Aslında bu iki anlatının intihar ederek yaşamlarına son veren kahramanları Selim ve Hikmet, trajik iki insandır. Fakat okur, bu trajediden haberdar olsa da onun etki alanına giremez. Çünkü yazar, onların acılarını ironi yöntemiyle belirsiz kılmaya çalışır. İki anlatı boyunca okur "olay"la karşılaşmaz. Dikkate değer tek olay, gerçekleştirdikleri

"intihar"dır. Selim ve Hikmet'in acı içinde oldukları ve bu acıdan kurtulmak için intiharı seçtikleri açıktır; fakat bu acının sebebi belirsizdir.

Hikmet de Selim de bir çekilme durumundadır. Çekildikleri ise benlikleridir. Hikmet'te bu durum, gecekondu metaforuyla adlandırılmıştır. Üstelik Hikmet, gecekonduya cezasını çekmek için geldiğini söylemektedir. "Ceza"nın varlığından söz eden Hikmet, okurun dikkatini bir "suç"a yöneltmektedir. Her şeyin belirsiz olduğu Tehlikeli Oyunlar'da "suç" da belirsizdir. Okur, Hikmet'in suçunun belirsizliğinin sebebini onun benliğinde bulacaktır. Bu paramparça olmuş benlik, suçu oluşturmuş; fakat parçalar arasında onu belirsizleştirmiştir. Hikmet'in suçu, benliğine yabancılaşması ve onu kendine duyduğu yoğun nefret sebebiyle parçalara ayırmasıdır; fakat bu suçun toplum

tarafından belirlenmiş bir yaptırımı bulunmamaktadır. Üstelik kendisinden başka hiç kimse de bu suçun farkında değildir. Bu sebeple, cezasız kalan suç, Hikmet'in içinde bir acıya dönüşmüştür. Hikmet ise bu acıdan kurtulmak için cezasını çekmeye karar vermiş ve benliğine/ gecekonduya yani kendi hapishanesine kapanmıştır.

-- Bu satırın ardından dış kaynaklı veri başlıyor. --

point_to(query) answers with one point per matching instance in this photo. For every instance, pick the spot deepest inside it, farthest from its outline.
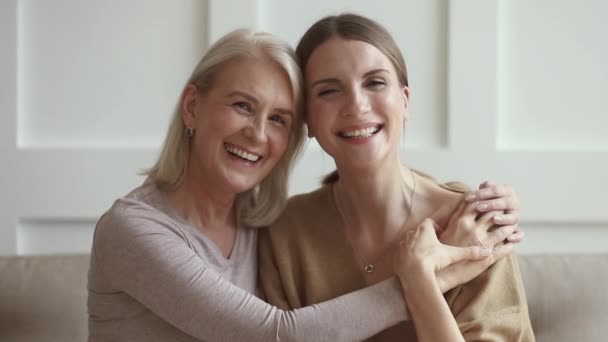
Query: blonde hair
(261, 205)
(351, 27)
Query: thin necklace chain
(369, 266)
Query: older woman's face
(355, 104)
(242, 124)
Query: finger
(485, 184)
(460, 210)
(506, 218)
(500, 234)
(488, 190)
(457, 254)
(488, 218)
(426, 228)
(502, 250)
(516, 237)
(503, 203)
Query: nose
(357, 103)
(256, 130)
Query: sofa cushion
(567, 296)
(43, 298)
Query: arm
(491, 307)
(487, 217)
(418, 258)
(157, 268)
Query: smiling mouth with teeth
(242, 154)
(360, 133)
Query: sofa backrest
(43, 298)
(567, 296)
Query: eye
(242, 106)
(375, 83)
(278, 118)
(325, 92)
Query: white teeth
(242, 154)
(361, 133)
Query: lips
(360, 133)
(242, 154)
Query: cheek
(280, 139)
(319, 116)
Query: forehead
(338, 55)
(260, 77)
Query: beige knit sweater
(153, 277)
(305, 259)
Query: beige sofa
(43, 298)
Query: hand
(421, 252)
(470, 226)
(501, 199)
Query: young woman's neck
(375, 200)
(203, 204)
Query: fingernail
(485, 251)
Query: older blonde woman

İntiharının öncesinde evine çekilen ve kimseyle görüşmeyen Selim, belirsiz bir acı ve korku içinde zaman doldurmuştur. Daha önce de bahsedildiği gibi Selim, topluma ve onun değerlerine yabancılaşmış bir profildir ve toplum kendisine yabancı olanı

"ötekileştirerek" cezalandırır. Selim de bu cezadan payını almıştır. Selim için bu cezayı acıya dönüştüren, onun sürekliliğidir; çünkü Selim, bu cezadan kurtulmak için çaba göstermez. Dışarıda olanlar, Selim için artık anlamsızlıktan başka bir anlam ifade etmemektedir. Bu anlamsızlık, Selim'in hayatını kuraklaştırmış ve bu kuraklık, acıyı doğurmuştur.

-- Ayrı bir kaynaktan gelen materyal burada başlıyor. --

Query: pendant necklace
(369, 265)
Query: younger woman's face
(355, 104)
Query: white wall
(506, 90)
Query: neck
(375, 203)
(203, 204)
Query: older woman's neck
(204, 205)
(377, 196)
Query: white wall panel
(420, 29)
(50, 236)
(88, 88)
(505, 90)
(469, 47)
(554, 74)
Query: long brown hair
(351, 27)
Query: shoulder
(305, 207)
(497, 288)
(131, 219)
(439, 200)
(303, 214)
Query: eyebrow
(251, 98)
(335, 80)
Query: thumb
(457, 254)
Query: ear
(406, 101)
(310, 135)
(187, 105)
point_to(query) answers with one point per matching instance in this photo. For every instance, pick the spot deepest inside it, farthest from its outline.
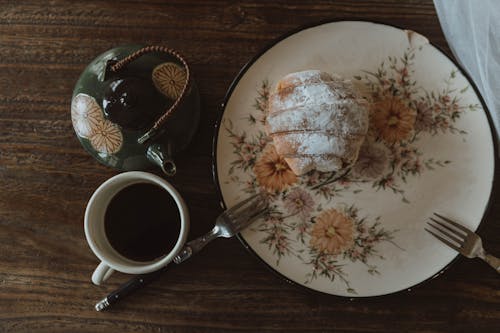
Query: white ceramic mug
(111, 260)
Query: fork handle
(493, 261)
(196, 245)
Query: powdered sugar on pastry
(316, 121)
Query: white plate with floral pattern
(430, 149)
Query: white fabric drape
(472, 29)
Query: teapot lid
(115, 66)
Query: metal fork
(461, 239)
(228, 224)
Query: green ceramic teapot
(134, 107)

Tutunamayanlar'ın acı çeken bir diğer kahramanı da Turgut'tur. Üstelik onun acısı da tıpkı Selim ve Hikmet'te olduğu gibi cezayla ilintilidir. Ona bu cezayı intihar ederek Selim vermiştir. Turgut'u cezasına mahkûm eden suçu, Selim'i anlamamasından kaynaklanmıştır. Selim'i anlamamasının nedeni ise kendi benliğine yabancılaşmasıdır.

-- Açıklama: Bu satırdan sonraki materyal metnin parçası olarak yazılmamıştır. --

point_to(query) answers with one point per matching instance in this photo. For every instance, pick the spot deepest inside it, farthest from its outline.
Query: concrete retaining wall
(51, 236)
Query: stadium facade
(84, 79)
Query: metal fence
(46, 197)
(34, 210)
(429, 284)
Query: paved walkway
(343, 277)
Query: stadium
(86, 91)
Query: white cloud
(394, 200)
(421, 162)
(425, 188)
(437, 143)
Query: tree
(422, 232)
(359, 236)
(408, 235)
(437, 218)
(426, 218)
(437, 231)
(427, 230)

Kişinin kendine yabancılaşması ise ceza yerine "topluma uyum ödülü"nü kazandırmıştır Turgut'a. O ise bu ödülün kıvancını Selim'in intiharına kadar taşımıştır ve bu ödüle lâyık olmak için toplumsallaşmaya devam etmiştir. İntiharının ardından Selim'i tanıma uğraşına giren Turgut, tanımadığı bir duyguyla, acıyla, tanışmıştır. Bu acı ise bunca zaman taşıdığı ödülden kaynaklanmıştır. Turgut'un benliğine yabancılaşması yoluyla aldığı ödül, hak ettiği cezanın üstünü örtmüştür. Cezasız kalan suçu, Turgut'un benliğinde acıya dönüşmüştür. Selim'e toplum tarafından verilen cezadan Turgut azledilmiştir. Turgut için acısından/ cezasından arınmanın tek yolu ise onu ödüllere boğan bu uyumdan vazgeçmektir. Turgut'un ailesini, kariyerini, alışkanlıklarını, uyum halinde olmasının getirdiği rahatını bırakarak gerçekleştirdiği terk ediş ise bu vazgeçişin göstergesidir.